« En me promenant dans la montagne, j’ai aperçu un animal sauvage… En m’approchant j’ai vu que c’était un homme. En m’approchant encore, j’ai vu que c’était mon frère ».

S’approcher… Je repense à ce proverbe ancien que j’avais lu ou entendu quelque part lors du stage de départ à Rennes début juillet 2014. Il m’a accompagné durant toute la durée de ma démarche de mon volontariat entre septembre 2014 et octobre 2016…
Rien ne s’est passé comme prévu. Pour cause d’Ebola.
En partant pour la Guinée Conakry (ma mission d’origine) où je ne suis finalement jamais allé, je ne cherchais rien de précis, il me semble… Après une carrière déjà bien remplie comme on dit, l’idée était simplement de partir, à un âge où beaucoup de gens autour de moi revenaient et désespéraient déjà de tout !

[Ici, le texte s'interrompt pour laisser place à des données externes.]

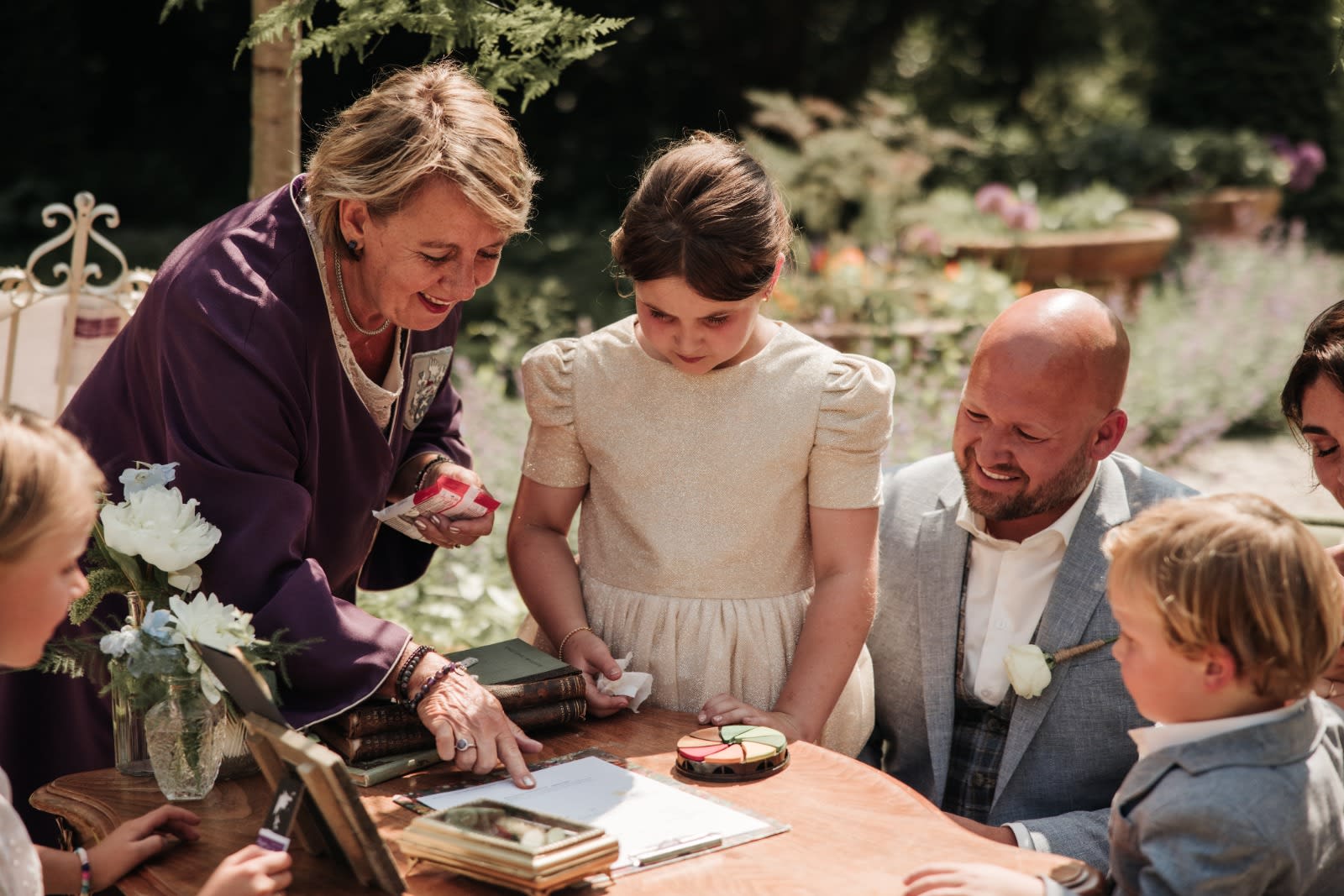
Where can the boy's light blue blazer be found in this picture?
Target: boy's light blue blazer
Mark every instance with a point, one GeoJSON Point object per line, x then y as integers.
{"type": "Point", "coordinates": [1068, 748]}
{"type": "Point", "coordinates": [1256, 810]}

Et j’ai trouvé tant de choses.
Au plus loin du désert mauritanien, de la savane sénégalaise ou des Hautes-terres malgaches, ce que j’ai le plus appris aura été dans ces moments de relation simple et de frugale convivialité, sans plus de façon et beaucoup de fraternité, avec des gens qui ont finalement tant à nous apporter, et dont j’ai sans doute plus appris que je leur ai donné. Qu’ils soient Touaregs, Wolofs ou Betsileo, musulmans, chrétiens ou animistes. Parfois en ne se disant rien et en écoutant juste le son des choses de la vie qui nous entoure. C’est fou ce que le silence a à nous dire. Ai-je mieux appris à vivre au présent dans ces ailleurs où le temps est perçu différemment ? Sans doute.

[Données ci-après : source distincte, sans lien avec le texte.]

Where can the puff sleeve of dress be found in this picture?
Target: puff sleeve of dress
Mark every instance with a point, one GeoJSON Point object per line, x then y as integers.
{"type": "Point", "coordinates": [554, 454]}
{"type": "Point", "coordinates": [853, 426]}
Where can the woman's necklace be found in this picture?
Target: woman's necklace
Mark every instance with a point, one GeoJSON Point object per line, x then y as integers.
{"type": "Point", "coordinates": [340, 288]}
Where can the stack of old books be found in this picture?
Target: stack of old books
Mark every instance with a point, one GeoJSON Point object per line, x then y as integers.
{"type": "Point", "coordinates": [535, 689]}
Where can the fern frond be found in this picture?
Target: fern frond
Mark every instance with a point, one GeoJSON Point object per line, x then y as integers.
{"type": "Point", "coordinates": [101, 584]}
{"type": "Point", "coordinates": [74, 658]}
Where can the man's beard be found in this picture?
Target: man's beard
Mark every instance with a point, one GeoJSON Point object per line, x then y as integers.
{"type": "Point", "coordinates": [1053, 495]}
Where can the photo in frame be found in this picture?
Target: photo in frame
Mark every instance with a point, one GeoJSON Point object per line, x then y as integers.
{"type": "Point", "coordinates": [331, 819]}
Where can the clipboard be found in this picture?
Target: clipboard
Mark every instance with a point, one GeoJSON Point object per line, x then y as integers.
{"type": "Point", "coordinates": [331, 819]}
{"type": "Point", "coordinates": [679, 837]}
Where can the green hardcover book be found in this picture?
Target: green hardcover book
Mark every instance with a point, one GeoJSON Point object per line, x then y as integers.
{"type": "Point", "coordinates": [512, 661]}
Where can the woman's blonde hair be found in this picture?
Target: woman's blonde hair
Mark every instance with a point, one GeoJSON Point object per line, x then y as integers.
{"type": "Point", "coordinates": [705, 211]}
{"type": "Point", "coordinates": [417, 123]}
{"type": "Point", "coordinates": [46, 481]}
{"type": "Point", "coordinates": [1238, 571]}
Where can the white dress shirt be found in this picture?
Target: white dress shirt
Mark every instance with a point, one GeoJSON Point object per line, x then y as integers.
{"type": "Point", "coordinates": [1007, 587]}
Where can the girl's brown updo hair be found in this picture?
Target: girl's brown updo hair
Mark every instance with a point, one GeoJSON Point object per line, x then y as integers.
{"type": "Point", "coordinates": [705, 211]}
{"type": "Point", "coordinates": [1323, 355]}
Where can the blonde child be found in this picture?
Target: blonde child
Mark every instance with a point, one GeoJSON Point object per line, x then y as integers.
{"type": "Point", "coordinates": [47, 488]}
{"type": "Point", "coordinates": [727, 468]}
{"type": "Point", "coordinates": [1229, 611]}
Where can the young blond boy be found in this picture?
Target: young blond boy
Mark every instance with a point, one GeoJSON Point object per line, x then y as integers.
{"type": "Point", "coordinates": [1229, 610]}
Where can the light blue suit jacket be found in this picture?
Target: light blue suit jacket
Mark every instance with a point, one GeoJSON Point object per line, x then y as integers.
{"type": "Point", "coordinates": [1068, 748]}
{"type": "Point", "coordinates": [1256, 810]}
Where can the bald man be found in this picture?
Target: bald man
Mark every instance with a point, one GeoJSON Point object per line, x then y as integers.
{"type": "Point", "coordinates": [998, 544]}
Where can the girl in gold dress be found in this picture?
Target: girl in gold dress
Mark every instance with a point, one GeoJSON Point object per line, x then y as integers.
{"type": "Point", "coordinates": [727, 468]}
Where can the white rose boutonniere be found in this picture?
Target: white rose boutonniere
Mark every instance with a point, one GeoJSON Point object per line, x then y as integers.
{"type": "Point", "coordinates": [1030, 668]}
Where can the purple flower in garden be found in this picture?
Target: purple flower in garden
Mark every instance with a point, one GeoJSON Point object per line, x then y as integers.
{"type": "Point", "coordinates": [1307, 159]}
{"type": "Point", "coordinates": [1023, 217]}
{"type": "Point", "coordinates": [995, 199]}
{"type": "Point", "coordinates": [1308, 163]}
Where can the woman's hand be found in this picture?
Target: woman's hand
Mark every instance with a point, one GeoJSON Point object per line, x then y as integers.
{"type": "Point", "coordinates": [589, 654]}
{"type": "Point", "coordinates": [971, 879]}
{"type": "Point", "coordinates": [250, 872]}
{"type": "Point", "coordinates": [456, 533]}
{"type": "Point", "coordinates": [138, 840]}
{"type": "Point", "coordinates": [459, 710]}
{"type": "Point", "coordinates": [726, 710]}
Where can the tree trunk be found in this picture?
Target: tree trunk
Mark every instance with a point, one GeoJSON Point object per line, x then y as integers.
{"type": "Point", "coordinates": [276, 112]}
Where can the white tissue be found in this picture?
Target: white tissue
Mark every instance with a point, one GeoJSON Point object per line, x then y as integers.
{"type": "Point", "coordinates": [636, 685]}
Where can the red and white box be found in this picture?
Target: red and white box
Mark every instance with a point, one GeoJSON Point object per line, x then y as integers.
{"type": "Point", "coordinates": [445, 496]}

Ces deux années m’auront mis en résonance, beaucoup plus que je croyais l’être déjà avec le monde : la nature, les peuples, les générations (tous ces jeunes volontaires remplis d’ouverture aux autres et d’enthousiasme !) et avec cet infiniment « quelque Chose » de spirituel ou de philosophique, qu’importe pour ma part, que j’appelle simplement la « Force de la vie ».

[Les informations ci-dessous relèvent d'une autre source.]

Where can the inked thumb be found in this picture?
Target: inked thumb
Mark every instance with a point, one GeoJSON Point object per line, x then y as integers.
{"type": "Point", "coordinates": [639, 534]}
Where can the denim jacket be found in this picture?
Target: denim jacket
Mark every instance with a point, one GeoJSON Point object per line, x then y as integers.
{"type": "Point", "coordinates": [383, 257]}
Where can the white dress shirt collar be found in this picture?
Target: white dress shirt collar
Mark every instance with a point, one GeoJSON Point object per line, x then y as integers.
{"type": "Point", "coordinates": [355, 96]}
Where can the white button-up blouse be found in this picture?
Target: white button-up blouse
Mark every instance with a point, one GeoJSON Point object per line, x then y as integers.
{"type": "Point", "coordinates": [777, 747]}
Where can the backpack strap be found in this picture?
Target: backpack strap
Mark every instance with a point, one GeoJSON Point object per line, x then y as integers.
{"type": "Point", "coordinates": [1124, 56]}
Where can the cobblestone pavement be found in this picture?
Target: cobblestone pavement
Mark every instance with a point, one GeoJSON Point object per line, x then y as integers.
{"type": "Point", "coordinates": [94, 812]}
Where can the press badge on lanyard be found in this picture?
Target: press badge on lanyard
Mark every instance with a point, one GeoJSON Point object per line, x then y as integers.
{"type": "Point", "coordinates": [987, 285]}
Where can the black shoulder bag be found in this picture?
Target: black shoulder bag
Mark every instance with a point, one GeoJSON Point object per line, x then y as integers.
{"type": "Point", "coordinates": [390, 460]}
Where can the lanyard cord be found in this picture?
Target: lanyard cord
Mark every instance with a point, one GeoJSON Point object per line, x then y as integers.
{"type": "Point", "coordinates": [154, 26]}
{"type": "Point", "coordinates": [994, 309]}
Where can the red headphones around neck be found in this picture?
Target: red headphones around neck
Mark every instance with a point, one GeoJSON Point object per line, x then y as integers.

Ce que je veux dire, c’est que ces deux années de volontariat de solidarité internationale auront été pour moi deux ans de dépouillement, notamment de pas mal de petites vanités (il doit bien m’en rester quelques unes quand même ), et d’union simple avec les populations. De plus d’humilité en tout cas j’espère, et de regard plus bleu.
Je suis retourné quelques mois à Madagascar dans le cadre d’un autre contrat. Ce n’était plus tout à fait pareil. La démarche de volontariat ouvre plus grand le regard.
A mon retour, à 60 ans, j’ai retrouvé un emploi en France de directeur d’association. Ce que j’ai acquis durant ces années de volontariat y ont grandement contribué.